After a moment of pondering, he felt the witch's eyes on him.

“I'm starting to get the sense that our tricky god is amused by you. Why? What about you could be appealing to such a disreputable force of nature?”

He blushed. He tried not to.

“You know!” She rose from her seat with a cackle. “Or you think that you do. Maybe you've learned a little part. We'll have to see.”

“If I'm not a prisoner, can I ask a question?”

“Ask all you like. Answers, well, we'll see.”

Denario put down his knot of bread. An idea had been sneaking up on him. Now was the time. Most clergy devoted themselves completely to one god. They knew nothing about the others and declared them to be false. They fought everyone not part of their church. But these three devotees of Onuava listened to what other clergy said. They had ears through a network of like-minded mothers. This was Denario's chance to find out about his former fiance.

“I met the Mistress Ziegetochter at the Temple of the Goat.” He hesitated, unsure of how to put the question. “She didn't seem to like this other woman in Zeigeburg.”

“We know Ziggi. I mean, the priestess.”

“Yet Ziegetochter met with the other woman often. Both of them kept making it clear that they didn't like each other but they conferred anyway. They met quite a lot, a bit like business partners. Do you know what I mean?”

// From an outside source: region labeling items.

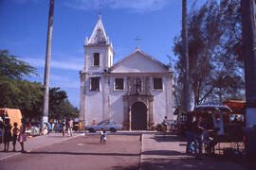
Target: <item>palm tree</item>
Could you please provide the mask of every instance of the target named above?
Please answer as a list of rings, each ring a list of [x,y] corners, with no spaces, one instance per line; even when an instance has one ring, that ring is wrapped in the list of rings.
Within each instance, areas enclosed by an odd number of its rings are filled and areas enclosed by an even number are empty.
[[[183,68],[183,111],[190,110],[190,79],[189,79],[189,56],[188,56],[188,11],[187,0],[182,0],[182,58]]]
[[[241,0],[247,127],[256,125],[256,28],[254,0]]]
[[[42,117],[42,120],[41,120],[41,127],[42,128],[45,128],[45,122],[48,122],[49,71],[50,71],[52,26],[53,26],[53,8],[54,8],[54,0],[50,0],[49,16],[48,16],[47,42],[46,42],[46,67],[45,67],[45,79],[44,79],[44,87],[45,87],[44,108],[43,108],[43,117]]]

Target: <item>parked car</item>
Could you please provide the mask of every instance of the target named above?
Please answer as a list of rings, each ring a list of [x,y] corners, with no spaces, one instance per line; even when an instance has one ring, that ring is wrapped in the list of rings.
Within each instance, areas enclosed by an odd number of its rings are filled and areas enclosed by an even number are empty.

“Was this another witch? Did she call herself Pecunia?”

“I think that was it.” Denario carefully looked the crumbs on his plate. He didn't think it would be wise to look directly at anyone for a few seconds.

“Interesting.”

“Despicable,” said the younger priestess.

“Why?” He raised his head. The clergy were looking at one another until he spoke. Then the young woman glared at him.

“We hate Pecunia because she doesn't acknowledge her local god.” She spit the words out with enough force to send flecks of butter from her lips. “She claims to worship an elder god. She acts like a witch, which is bad enough. But she acts like a priestess, too. And that's ridiculous. That's my business. She went to a magical school. She dresses like an enchantress. So is she a witch or an enchantress or what?”

“What's the difference?”

“There's all the difference in the world, dearie,” the elder woman chimed in. “A witch looks after her village. She watches out for her folks, births them, heals them and, when no more can be done, she lays them to their rest.”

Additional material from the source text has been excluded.